A Rainha se afastou e atirou o recipiente no chão, espalhando o sangue negro, que queimou a pedra cinzenta. Ele se fez em uma circunferência perfeita, absorvendo todas as gotículas do líquido negro que restassem, então com uma linha tênue e continua, preencheu os sulcos ao da moldura do espelho. E as últimas palavras, ignoradas na sede de poder da rainha, fizeram-se presentes:


Fine Tertii Ordinis




bestia est liberum




Et mundi periit



Então, lendo atentamente, a Rainha percebeu algo que lhe passara completamente despercebido.
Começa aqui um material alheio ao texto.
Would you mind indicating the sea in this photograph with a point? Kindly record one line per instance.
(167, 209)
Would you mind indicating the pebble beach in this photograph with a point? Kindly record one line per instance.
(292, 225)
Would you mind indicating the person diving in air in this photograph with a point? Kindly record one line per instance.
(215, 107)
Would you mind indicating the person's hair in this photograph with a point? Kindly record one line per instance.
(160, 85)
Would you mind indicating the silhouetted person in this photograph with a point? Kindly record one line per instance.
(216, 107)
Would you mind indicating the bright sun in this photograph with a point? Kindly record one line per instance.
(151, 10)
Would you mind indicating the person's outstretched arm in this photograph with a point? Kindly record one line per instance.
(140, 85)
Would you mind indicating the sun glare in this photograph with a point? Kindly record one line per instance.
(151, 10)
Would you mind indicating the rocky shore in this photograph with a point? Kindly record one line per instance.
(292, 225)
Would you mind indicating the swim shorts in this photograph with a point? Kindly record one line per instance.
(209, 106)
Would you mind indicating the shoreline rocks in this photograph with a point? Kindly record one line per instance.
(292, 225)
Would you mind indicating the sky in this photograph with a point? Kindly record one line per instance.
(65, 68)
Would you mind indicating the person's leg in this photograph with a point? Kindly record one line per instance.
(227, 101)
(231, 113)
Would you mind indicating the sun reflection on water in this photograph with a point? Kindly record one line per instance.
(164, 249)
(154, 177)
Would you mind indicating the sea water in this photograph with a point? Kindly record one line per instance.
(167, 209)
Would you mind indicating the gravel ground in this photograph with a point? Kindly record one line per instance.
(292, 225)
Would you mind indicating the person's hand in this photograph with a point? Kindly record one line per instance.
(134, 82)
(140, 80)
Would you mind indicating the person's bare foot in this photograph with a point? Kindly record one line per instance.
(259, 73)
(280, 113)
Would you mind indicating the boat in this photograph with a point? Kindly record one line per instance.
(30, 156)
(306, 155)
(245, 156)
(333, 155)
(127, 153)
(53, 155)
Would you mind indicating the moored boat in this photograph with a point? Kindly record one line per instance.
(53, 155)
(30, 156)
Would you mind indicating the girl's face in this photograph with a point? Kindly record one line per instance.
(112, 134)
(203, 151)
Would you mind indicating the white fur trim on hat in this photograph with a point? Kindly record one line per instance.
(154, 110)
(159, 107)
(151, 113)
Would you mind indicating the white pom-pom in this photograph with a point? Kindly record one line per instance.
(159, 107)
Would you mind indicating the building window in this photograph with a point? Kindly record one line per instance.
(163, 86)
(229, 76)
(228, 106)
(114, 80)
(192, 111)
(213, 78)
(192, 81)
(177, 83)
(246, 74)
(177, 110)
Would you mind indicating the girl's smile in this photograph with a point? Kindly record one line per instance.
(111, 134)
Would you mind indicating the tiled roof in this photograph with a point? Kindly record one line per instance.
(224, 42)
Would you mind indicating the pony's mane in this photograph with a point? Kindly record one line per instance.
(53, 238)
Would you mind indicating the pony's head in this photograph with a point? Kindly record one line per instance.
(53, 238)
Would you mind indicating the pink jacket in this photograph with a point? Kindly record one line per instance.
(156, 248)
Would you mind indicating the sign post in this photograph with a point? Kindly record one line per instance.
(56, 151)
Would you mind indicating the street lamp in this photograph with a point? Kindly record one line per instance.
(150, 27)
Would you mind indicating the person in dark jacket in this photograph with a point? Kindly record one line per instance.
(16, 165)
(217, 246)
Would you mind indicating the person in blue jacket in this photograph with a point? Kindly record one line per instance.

A superfície vítrea e liza do espelho, sem reflexo, gradualmente adquiriu fluidez. O brilho opaco deu lugar à janela para um mundo de fibras e cordas, de linhas. Um mundo que parecia tecido por uma aranha agonizante. No centro do local, um busto elevava-se, em fibras e brilho vermelho. As fibras foram se arrebentando e o busto foi gradualmente se desenrolando. A Rainha assistia, petrificada, uma coisa horrível se libertar do cárcere que há eras vivia.





bestia est liberum





Et mundi periit





Não era uma menina, mas algo tão horrível e tão aterrorizante que fez até o tutano dos ossos da Rainha estremecer. Seus cabelos se eriçaram e seus dentes rangeram. Um medo mortal atravessou seu tecido como lâminas geladas. A criatura se ergueu em sua postura humanoide e olhou-a diretamente em seus olhos.





A Rainha sentiu seus joelhos dobrarem e caiu estatelada no chão frio, inconsciente. Sem antes ouvir o som de vidro se quebrando.